Edy mencontohkan, persoalan air bersih yang merupakan kebutuhan dasar dan menjadi hajat hidup orang banyak, masih menjadi persoalan serius bagi masyarakat terdampak tambang migas. Beberapa bulan sebelum musim kemarau tiba, bahkan daerah lain masih bisa bertanam padi, daerah sekitar wilayah tambang sudah kering kerontang dan sering kesulitan air bersih.
“Maka patut dipertanyakan sebenarnya realisasi dana CSR itu bagaimana?
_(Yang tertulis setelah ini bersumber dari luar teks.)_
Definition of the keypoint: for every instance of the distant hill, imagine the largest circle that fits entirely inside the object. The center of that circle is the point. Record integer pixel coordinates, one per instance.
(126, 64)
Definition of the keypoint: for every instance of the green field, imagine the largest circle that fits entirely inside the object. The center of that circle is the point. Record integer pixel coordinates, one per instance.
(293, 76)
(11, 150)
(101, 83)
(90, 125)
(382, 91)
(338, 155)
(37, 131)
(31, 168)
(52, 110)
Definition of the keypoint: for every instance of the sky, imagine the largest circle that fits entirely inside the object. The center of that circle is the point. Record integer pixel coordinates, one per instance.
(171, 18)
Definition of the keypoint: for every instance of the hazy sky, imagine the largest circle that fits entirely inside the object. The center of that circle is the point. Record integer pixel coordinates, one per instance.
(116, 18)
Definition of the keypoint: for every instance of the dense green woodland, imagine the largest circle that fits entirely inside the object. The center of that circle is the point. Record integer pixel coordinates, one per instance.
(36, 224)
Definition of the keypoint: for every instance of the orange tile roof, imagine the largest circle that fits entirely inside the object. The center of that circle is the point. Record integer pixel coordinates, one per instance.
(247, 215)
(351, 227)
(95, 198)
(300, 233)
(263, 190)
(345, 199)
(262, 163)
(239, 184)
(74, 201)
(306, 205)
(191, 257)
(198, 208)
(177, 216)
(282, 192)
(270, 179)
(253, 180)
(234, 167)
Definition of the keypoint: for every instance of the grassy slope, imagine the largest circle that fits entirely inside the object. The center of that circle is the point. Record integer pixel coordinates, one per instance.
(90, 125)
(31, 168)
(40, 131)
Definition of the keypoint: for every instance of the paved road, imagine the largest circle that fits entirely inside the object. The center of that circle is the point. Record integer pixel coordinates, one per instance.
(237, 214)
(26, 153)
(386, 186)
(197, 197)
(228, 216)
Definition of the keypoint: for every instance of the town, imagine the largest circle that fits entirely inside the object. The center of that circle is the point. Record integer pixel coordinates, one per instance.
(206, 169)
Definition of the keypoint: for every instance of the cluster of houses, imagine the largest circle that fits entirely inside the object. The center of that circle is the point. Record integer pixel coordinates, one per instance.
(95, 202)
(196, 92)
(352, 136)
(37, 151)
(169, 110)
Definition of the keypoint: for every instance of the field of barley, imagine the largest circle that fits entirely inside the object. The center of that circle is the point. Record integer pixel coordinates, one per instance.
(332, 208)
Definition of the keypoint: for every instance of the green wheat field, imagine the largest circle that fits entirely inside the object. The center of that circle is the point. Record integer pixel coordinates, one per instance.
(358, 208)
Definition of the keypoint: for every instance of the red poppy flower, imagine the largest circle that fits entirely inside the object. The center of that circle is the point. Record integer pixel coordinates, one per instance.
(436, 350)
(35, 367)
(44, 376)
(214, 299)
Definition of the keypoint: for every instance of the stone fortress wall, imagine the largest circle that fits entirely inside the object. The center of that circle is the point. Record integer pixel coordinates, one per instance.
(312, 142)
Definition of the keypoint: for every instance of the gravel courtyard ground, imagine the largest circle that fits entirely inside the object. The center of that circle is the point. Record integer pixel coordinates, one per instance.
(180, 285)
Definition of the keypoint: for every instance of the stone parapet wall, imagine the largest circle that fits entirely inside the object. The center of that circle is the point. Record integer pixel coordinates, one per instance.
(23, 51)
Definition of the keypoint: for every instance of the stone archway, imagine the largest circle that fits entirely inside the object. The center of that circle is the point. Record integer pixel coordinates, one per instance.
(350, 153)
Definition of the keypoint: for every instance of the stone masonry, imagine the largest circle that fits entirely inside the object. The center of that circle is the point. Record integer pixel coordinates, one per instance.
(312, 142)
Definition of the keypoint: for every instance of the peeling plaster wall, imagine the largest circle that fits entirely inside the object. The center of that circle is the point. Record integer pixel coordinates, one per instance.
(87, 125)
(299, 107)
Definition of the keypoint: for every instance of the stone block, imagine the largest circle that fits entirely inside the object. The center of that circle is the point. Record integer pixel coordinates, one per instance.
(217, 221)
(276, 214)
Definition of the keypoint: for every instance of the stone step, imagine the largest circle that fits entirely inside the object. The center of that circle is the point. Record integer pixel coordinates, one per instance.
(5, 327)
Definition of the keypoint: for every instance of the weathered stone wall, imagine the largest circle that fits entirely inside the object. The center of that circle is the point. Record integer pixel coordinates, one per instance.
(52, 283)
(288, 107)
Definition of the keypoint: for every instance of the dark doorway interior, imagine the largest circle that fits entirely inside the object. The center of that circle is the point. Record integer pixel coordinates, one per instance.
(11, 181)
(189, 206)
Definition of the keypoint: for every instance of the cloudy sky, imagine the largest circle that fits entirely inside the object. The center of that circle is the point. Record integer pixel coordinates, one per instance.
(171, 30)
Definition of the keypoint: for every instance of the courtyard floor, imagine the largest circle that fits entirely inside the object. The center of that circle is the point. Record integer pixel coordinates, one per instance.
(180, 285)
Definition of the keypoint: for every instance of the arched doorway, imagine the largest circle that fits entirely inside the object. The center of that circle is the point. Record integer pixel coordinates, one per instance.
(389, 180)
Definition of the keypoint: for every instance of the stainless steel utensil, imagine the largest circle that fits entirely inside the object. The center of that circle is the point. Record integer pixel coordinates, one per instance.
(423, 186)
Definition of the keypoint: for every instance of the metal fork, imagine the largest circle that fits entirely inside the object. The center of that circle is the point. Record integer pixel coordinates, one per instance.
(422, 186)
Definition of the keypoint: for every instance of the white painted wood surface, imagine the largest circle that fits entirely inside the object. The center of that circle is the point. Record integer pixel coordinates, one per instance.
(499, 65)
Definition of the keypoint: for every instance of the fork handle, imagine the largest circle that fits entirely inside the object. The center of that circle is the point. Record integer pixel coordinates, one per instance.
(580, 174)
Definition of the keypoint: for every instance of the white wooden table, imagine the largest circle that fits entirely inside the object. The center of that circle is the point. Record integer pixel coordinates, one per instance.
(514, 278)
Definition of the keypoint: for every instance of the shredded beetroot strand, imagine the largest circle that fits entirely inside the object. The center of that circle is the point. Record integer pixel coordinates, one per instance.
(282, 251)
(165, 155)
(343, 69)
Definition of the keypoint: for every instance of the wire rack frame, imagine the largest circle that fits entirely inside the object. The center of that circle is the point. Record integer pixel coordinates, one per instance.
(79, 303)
Mestinya dibuat transparan ke publik, karena CSR itu memang diperuntukkan untuk masyarakat, terutama terdampak aktivitas tambang atau pabrik. Begitu juga dengan realisasi untuk beasiswa, siapa penerima, beasiswa tingkat dasar, menengah atau mahasiswa? Semua itu kan harus jelas. Di sisi lain, melihat APBD yang sangat besar Rp. 7-8 triliun, tentu porsi anggaran pendidikan juga besar, bisa 1-1,5 triliun. Jadi overlapping gak semua itu, mestinya dengan anggaran sebesar itu, pendidikan Bojonegoro tidak lagi bicara soal gratis, tapi sudah harus bahas soal kualitas.” urainya.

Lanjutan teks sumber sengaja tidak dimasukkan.